UE.- Aerolíneas rechazan que la UE imponga un tope a sus emisiones porque ello amenazaría su supervivencia

BRUSELAS, 6 Jun. (EUROPA PRESS) -

Las principales asociaciones de compañías aéreas europeas rechazaron hoy que la UE imponga un tope a sus emisiones de CO2 a partir de 2011 al considerar que esta medida "pondrá en riesgo la viabilidad a largo plazo de la industria de aviación europea". El Ejecutivo comunitario ha propuesto incluir a las aerolíneas en el sistema de comercio de emisiones, una iniciativa que está siendo discutida ahora por los Veintisiete y la Eurocámara.

Las compañías aéreas hicieron público un estudio de impacto según el cual el coste de los permisos de emisión que la propuesta de Bruselas les obligará a adquirir será de más de 45.000 millones de euros para el periodo entre 2011 y 2022. Ello supone al año el doble de los beneficios acumulados de las aerolíneas europeas durante la última década. Los beneficios globales del sector se reducirán en 40.000 millones durante el mismo periodo, debilitando la estabilidad financiera de muchos operadores.

Sólo un tercio de los costes de incluir a la aviación en el comercio de emisiones podrá ser recuperado por las aerolíneas mediante el precio que cobran a los pasajeros, ya que la posibilidad de repercutir este aumento en los billetes dependerá del modelo de negocios de cada operador. Las compañías denuncian además que la demanda de billetes de avión es muy sensible a los precios, por lo que cualquier incremento provocará una pérdida de pasajeros.

Las asociaciones de aerolíneas criticaron también que las compañías europeas se encontrarán en una situación de "desventaja competitiva perpetua" respecto a las de terceros países.
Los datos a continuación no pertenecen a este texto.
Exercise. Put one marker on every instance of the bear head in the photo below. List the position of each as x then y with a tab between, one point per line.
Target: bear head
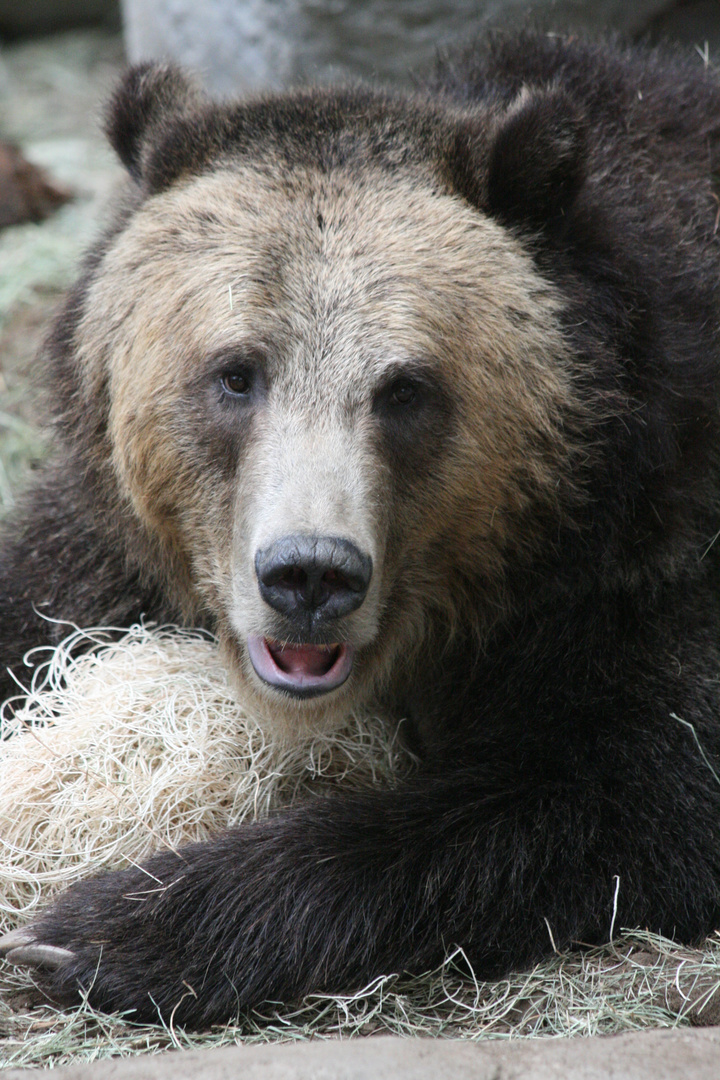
334	388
Mientras que los aviones europeos tendrán costes relacionados con las emisiones en toda su red, el esquema afectará sólo a una pequeña parte de las operaciones de las aerolíneas extranjeras: los vuelos a Europa.

Finalmente, los operadores alertaron de la complejidad y los costes administrativos del sistema, particularmente para las pequeñas compañías, como la aviación de negocios y los helicópteros. El impacto del tope para las emisiones de la aviación civil se sentirá en la economía en su conjunto y penalizará al turismo y a las regiones periféricas. También es probable que el tráfico intercontinental se desvíe de 'hubs' --centros de interconexión de vuelos-- europeos a otros situados fuera de Europa, dañando así la competitividad comunitaria.

Por todo ello, la industria de aviación europea lanzó un llamamiento a los 27 y a la Eurocámara para que revisen la propuesta y ofreció un "diálogo constructivo" con el objetivo de mejorarla. Asimismo, recomendó a la UE que aborde las emisiones de la aviación en el marco de la Organización Internacional de Aviación Civil.